Fuelled by my fascination about public bathing, which was started from soaking in Onsen in Japan, I put Taman Sari into my Yogyakarta itinerary together with Candi Borobudur Temple. Taman Sari once was Yogyakarta's royals private bathing area. The architecture resembles a small palace, hence the nickname Water Castle.
Taman Sari Yogyakarta's Water Castle
Taman Sari Complex
Located in the actual palace complex, the bathing area was our first stop after we visited the palace. Though I have heard about Taman Sari before, admittedly only recently, I refrained myself from googling it. It didn't disappoint. It's everything one could imagine about an olden age royal bathing area.

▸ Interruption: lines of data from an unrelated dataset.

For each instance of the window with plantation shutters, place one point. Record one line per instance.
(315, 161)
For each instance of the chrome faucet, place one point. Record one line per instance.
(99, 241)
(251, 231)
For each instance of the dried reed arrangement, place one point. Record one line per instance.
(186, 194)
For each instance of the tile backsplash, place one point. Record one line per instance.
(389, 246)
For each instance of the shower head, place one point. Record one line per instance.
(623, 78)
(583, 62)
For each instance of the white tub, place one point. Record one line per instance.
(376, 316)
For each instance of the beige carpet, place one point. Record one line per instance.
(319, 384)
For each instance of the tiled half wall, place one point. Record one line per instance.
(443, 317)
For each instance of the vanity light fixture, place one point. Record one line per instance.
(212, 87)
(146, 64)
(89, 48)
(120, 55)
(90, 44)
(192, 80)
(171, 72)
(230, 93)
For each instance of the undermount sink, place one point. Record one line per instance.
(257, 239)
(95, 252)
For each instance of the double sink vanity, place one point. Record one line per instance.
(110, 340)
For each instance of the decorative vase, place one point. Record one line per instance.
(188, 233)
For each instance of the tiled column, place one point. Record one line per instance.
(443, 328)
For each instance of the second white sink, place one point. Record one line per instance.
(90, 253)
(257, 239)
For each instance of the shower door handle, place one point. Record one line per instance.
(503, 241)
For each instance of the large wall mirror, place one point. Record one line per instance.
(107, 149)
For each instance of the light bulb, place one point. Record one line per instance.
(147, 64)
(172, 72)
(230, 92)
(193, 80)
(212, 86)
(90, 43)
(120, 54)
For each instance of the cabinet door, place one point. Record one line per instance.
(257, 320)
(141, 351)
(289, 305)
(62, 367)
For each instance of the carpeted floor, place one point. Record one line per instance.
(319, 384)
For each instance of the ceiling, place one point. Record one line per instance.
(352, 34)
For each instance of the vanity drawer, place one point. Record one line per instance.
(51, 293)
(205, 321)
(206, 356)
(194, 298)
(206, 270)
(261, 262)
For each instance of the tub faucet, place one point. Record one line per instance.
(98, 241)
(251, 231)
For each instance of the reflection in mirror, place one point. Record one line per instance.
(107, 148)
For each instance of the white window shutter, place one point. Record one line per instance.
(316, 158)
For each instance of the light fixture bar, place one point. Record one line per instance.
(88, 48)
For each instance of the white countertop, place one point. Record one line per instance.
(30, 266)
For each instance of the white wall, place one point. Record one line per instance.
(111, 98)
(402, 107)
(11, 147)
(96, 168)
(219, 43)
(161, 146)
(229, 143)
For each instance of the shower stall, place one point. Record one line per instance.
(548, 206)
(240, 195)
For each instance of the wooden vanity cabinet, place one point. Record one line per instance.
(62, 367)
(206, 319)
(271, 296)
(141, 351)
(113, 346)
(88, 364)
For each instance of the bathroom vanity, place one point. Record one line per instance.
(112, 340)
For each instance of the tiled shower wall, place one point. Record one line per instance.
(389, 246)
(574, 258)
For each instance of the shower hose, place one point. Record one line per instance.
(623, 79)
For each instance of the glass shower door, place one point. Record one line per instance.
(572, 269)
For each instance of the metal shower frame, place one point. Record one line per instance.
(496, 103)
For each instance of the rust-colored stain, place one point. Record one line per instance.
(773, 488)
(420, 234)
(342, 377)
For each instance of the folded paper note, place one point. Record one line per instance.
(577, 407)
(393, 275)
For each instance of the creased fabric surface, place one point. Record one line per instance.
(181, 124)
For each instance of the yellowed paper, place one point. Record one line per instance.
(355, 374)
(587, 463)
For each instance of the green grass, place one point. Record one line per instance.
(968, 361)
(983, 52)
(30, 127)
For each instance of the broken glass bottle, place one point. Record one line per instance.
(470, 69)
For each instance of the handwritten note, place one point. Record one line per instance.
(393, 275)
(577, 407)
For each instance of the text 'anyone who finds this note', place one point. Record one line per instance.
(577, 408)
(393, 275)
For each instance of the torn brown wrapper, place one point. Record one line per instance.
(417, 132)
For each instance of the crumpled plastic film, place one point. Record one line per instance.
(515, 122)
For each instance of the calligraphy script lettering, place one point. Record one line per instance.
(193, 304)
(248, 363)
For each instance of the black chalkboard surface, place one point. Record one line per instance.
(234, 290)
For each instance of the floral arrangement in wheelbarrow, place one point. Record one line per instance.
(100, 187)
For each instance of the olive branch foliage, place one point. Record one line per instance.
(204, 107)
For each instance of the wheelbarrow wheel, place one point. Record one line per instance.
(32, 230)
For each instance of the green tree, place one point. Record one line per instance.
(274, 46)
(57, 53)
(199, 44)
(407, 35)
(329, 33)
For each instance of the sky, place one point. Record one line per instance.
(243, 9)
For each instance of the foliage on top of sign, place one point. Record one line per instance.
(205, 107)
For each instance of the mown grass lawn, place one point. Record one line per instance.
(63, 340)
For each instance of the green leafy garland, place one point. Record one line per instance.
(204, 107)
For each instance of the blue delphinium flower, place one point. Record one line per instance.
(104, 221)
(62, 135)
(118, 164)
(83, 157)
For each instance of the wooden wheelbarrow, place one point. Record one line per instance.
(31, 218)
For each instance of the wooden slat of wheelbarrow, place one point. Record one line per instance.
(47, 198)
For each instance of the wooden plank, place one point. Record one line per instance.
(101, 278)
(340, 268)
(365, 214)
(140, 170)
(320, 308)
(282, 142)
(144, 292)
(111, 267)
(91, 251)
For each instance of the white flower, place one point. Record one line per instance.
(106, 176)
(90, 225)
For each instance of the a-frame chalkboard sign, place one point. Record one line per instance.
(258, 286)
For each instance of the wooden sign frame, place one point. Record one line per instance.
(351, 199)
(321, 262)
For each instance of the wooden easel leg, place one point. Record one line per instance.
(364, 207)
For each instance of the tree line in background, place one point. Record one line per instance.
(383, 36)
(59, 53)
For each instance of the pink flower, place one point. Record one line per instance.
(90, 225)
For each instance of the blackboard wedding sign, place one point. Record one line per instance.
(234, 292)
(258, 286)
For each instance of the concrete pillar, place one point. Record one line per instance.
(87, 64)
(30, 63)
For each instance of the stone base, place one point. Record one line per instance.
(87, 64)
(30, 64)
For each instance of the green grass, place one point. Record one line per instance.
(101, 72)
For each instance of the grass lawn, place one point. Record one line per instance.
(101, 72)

The complex itself used to be a much larger with its own artificial lake, well, and hidden pathways. What's left and well-preserved, though, were just the bathing areas and a part of the hidden pathway. The royal family used the main bathing area with two ponds while the Sultan and his chosen concubine would use the private part of the complex.
The air felt mystique.
Maybe it was the blue-green water, or maybe it had to do with the pouring rain, but I definitely felt a sense of tranquility, even with so many people around, exactly how I felt while walking around Okunoin at Koyasan, Japan. Or maybe it was just the calming effect of being surrounded by water.
The Architecture of Taman Sari Reminded Me of India
A little Google research revealed a rich mixture of cultures behind it. There were European, Chinese, Javanese, Hindu, India (of course!) and a wee bit of Portuguese influence behind it. No wonder it has such pretty and amazing detailed architecture.
I sent a snap of Taman Sari to Fafa there and explained to him a bit about it, including the concubines bathing part. He replied, "saucy!". Then and there, the tranquil feeling left my mind and I decided to treat myself with one of the popular local Indonesian food in Yogyakarta.